All of this was of course bullshit, I'm just repeating the arguments.
The profound violence of this worldview is something that I was not prepared for. Literally, there's nothing which would hold any sort of check on people; anything would be approved of, and was. The SS was conceived of as the Warrior leadership of the new, renewed, German society, based on primitive Volkish principles.
Human rights are a recent phenomenon. These people wanted to turn the clock back to German society as it was after the fall of Rome but before the mass conversions to Christianity, when only a few centuries before Julius Caeser could condemn a tribe which resisted him, the Helvetii, from modern day Switzerland, to mass extermination without giving it a thought.

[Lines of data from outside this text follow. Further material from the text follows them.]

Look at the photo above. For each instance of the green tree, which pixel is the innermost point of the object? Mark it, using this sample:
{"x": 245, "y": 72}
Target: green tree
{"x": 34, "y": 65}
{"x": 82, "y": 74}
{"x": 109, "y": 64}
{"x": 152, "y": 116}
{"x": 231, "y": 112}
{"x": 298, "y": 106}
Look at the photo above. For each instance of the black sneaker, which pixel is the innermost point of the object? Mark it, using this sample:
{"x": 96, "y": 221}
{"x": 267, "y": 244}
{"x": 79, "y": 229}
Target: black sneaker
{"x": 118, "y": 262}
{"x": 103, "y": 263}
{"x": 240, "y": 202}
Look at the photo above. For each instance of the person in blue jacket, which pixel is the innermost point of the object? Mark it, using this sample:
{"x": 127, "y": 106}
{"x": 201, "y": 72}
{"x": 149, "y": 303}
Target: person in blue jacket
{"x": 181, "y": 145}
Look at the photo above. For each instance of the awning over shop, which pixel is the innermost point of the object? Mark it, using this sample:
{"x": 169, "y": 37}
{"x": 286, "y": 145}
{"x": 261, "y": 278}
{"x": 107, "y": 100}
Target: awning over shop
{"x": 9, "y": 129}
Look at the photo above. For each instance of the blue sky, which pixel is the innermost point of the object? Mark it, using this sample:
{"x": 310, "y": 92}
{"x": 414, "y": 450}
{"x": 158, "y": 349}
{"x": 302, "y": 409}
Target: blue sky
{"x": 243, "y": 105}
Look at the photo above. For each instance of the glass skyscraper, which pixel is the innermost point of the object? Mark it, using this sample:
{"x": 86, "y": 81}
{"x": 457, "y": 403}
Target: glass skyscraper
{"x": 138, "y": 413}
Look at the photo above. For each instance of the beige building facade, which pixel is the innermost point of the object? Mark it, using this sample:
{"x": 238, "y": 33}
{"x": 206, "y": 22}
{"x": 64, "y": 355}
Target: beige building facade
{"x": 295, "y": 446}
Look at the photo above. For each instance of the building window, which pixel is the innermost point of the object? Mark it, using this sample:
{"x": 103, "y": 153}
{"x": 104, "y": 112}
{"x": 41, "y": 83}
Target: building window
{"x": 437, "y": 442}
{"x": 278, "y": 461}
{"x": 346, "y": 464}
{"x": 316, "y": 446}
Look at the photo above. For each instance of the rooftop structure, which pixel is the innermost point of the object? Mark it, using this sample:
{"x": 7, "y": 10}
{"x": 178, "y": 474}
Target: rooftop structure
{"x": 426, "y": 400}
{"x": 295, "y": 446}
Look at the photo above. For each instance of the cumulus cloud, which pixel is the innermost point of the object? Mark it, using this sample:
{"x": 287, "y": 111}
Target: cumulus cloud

How do you counter something like that, something which doesn't admit any modern standards whatsoever, which doesn't bow before any accepted standards of conduct but just goes on with the brutality with no check?
Blood and soil beliefs do have something in common with the worldview of rural Anglo-Saxons in the United States; as much as this exists, it's a threat to all standards of civil behavior in the United States and in U.S. foreign policy.
Just because you've occupied a piece of land for a long time does not mean that you should be able to do whatever the fuck you want.
The type of rhetoric which draws on this current of thought, unconsciously or not, is very comforting to those who are already privileged by their skin color in society, because it says that they don't have to consider anything beyond their experience, they don't have to give a damn about anyone who looks different than they do or who believes something different than they do, they don't have to care about international affairs, or about having some decent standard in the international dealings of the U.S. It is an ultimate and total refusal to have any truck whatsoever with the world outside their little bubble.
And it's just as dangerous here in the U.S. as it would be in any other country.